Classe 1931, nato a Roma. Architetto e storico dell’architettura. Da quando, a ventidue anni, ha cominciato a scrivere e a studiare architettura, si è impegnato sui versanti della ricerca storica e della progettazione architettonica, puntando alla reintegrazione della memoria collettiva nella tradizione dell’architettura moderna.
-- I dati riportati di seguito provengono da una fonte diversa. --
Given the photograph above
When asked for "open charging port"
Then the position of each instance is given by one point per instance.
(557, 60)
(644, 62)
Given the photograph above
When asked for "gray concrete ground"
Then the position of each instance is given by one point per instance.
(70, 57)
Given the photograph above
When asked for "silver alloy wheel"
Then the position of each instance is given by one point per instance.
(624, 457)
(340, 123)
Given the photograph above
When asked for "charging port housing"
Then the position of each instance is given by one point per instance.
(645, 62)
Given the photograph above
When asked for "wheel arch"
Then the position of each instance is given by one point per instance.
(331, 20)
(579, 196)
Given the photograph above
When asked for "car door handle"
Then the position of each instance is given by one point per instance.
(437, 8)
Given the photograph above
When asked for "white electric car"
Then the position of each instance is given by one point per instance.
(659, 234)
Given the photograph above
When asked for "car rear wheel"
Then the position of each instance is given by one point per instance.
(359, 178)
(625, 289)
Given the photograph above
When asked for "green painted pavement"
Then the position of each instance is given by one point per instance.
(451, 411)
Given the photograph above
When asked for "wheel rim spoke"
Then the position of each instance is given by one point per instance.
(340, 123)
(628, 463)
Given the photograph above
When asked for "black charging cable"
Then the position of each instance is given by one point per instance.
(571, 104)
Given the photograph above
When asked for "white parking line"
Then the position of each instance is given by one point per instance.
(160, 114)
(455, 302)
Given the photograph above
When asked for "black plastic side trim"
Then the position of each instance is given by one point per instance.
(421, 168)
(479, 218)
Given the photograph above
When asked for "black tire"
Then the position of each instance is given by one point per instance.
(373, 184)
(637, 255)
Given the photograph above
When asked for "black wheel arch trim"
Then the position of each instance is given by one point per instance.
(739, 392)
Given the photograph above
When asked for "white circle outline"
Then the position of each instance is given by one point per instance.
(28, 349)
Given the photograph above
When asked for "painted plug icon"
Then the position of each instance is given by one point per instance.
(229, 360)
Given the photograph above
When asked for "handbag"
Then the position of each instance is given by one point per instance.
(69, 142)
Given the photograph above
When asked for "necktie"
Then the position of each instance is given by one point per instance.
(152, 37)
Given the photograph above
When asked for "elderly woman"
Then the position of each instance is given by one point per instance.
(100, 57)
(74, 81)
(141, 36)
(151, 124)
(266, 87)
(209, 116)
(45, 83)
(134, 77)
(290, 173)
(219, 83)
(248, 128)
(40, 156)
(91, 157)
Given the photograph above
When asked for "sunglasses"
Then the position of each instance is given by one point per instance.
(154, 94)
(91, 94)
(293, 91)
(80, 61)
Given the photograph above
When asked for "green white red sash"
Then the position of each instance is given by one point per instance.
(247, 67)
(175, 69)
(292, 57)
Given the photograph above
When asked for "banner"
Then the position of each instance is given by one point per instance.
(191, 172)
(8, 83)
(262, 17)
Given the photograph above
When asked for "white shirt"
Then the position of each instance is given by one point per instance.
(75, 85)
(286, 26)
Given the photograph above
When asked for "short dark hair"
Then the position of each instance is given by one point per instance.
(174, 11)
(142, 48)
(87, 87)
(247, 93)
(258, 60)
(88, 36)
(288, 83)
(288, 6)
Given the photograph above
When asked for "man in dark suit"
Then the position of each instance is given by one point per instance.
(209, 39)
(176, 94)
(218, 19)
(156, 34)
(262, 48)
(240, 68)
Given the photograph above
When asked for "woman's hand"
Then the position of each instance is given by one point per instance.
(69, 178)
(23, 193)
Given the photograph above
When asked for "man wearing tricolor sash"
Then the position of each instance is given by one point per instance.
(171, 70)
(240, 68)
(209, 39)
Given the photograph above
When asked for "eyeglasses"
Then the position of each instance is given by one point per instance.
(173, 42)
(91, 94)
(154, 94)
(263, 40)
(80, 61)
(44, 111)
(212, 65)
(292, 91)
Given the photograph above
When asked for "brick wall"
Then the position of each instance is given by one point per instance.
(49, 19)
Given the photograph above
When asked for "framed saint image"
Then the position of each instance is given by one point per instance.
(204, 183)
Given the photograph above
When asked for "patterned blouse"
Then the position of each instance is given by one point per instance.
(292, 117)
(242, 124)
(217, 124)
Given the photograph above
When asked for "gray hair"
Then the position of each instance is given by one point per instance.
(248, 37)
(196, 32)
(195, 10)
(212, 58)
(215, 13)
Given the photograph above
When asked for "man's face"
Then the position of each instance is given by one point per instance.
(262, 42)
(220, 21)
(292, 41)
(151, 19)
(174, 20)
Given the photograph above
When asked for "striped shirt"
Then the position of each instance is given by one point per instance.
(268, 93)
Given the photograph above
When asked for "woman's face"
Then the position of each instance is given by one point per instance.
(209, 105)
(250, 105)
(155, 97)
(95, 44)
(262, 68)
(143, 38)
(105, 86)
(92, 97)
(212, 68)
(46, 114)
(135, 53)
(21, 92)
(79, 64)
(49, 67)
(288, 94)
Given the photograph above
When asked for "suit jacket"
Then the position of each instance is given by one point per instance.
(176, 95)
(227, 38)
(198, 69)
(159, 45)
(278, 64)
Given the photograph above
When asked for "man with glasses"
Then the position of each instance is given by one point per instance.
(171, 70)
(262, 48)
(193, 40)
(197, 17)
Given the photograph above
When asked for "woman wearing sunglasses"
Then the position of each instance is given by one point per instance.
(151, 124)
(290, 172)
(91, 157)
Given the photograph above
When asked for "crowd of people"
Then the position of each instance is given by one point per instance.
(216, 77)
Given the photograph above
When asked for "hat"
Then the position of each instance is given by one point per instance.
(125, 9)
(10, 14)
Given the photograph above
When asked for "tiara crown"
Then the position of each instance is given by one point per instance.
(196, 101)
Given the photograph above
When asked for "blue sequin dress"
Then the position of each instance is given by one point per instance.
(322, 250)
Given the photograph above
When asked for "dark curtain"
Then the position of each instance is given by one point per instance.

Ha operato anche nella ricerca storiografica ed è critico d’arte. Studioso del Barocco romano e in particolare di Borromini. La sua è un’architettura “umanistica” che si contraddistingue per il rispetto della natura, per il confronto con il luogo, per saper attingere dalla storia, e perché ambisce all’innovazione. Può essere definito una figura anomala per la sua capacità di “unire al talento dello storico e del critico quello dell’architetto creatore”. Si è scontrato con molti dei protagonisti della cultura architettonica italiana, da Zevi a Benevolo, a Tafuri, sostenendo la necessità di ridare spazio alla tradizione intesa come stimolo all’innovazione nella continuità. Attualmente in qualità di professore emerito tiene il corso di geoarchitettura presso la Facoltà di Architettura della Sapienza di Roma. Autore di opere di una certa notorietà come la Moschea di Roma e la rifunzionalizzazione del borgo di Calcata.